= Viya (influencer) =

Chinese live streaming influencer, singer and entrepreneur

Huang Wei (黄薇 (Huáng Wēi), born 7 September 1985), commonly known by her stage name Viya (薇娅 (Wēiyà)) is a Chinese social media personality known for using livestreams on Taobao Live to sell various items as a form of influencer marketing. Her prowess at selling items, including many high-priced ones, has gained her the moniker "queen of livestreaming". In December 2021, she was fined $210 million for tax evasion as part of a greater crackdown on entertainers and investors, the biggest fine for a livestreamer in China.

==Career==
Being born in a retailer family in Anhui province, Huang opened her first store, located in Beijing, at the age of 18 and worked in the "front" selling apparel and modeling while her boyfriend (now husband) Dong Haifeng took care of back-end and inventory operations. She performed on Anhui TV's talent show "Super Idol" and became a member of a music group for some time before going back to the shopping business and opening more stores in Xi'an. By 2012, though, they migrated from brick-and-mortar to e-commerce and signed up for Taobao's livestreaming program in 2016 as one of the first channels. On Taobao, she gained a reputation for being able to sell any product or service, with news that she had sold a rocket launch service for ($6m) in 2020 sold over ($1.3 billion) of inventory on Singles' Day in 2021, which led to her being dubbed the "queen of livestreaming".

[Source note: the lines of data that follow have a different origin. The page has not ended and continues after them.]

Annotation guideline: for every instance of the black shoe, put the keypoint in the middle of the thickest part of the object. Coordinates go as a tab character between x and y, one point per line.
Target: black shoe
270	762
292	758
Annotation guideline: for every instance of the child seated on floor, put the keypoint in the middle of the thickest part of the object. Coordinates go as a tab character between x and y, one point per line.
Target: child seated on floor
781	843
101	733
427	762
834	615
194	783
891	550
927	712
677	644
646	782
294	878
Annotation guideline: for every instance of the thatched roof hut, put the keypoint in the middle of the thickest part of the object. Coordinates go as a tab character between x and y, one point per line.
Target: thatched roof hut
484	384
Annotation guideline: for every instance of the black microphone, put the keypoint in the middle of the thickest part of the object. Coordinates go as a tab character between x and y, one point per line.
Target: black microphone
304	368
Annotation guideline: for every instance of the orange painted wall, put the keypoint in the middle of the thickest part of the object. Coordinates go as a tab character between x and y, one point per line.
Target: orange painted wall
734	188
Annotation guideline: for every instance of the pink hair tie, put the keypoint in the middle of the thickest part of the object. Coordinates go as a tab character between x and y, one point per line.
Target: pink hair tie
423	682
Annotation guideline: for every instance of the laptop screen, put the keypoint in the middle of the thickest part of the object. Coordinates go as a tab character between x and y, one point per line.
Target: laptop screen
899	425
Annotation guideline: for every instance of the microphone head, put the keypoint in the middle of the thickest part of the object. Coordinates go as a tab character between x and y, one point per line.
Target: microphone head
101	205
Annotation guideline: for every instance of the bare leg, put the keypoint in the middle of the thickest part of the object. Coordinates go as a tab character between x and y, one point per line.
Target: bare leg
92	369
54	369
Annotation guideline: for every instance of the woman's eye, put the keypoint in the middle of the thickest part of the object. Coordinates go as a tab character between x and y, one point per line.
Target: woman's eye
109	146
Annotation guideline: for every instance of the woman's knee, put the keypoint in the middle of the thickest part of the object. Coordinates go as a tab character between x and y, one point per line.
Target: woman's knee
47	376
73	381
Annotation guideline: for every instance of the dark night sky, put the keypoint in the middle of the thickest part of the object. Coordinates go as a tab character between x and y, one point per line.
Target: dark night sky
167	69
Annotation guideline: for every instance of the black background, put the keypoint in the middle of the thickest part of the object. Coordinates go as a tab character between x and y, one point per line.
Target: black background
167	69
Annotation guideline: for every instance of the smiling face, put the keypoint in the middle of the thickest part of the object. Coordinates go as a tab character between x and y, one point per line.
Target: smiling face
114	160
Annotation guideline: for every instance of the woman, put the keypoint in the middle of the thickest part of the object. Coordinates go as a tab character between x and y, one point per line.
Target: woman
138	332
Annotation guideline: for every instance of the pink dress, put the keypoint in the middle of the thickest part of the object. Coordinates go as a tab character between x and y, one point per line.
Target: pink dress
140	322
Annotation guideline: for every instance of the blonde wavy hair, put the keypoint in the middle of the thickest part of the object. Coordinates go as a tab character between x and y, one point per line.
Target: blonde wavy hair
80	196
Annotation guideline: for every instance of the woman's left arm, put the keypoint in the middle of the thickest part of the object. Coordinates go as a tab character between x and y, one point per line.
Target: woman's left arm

In December 2021, as part of a broader crackdown on Internet celebrities and entertainment personalities in China, she was fined 1.34 billion yuan ($210 million) for misreported income in 2019 and 2020 that led to an underpayment of 640 million yuan ($100 million) in taxes, the biggest fine given to a livestreamer in the country, and her social media accounts were taken down.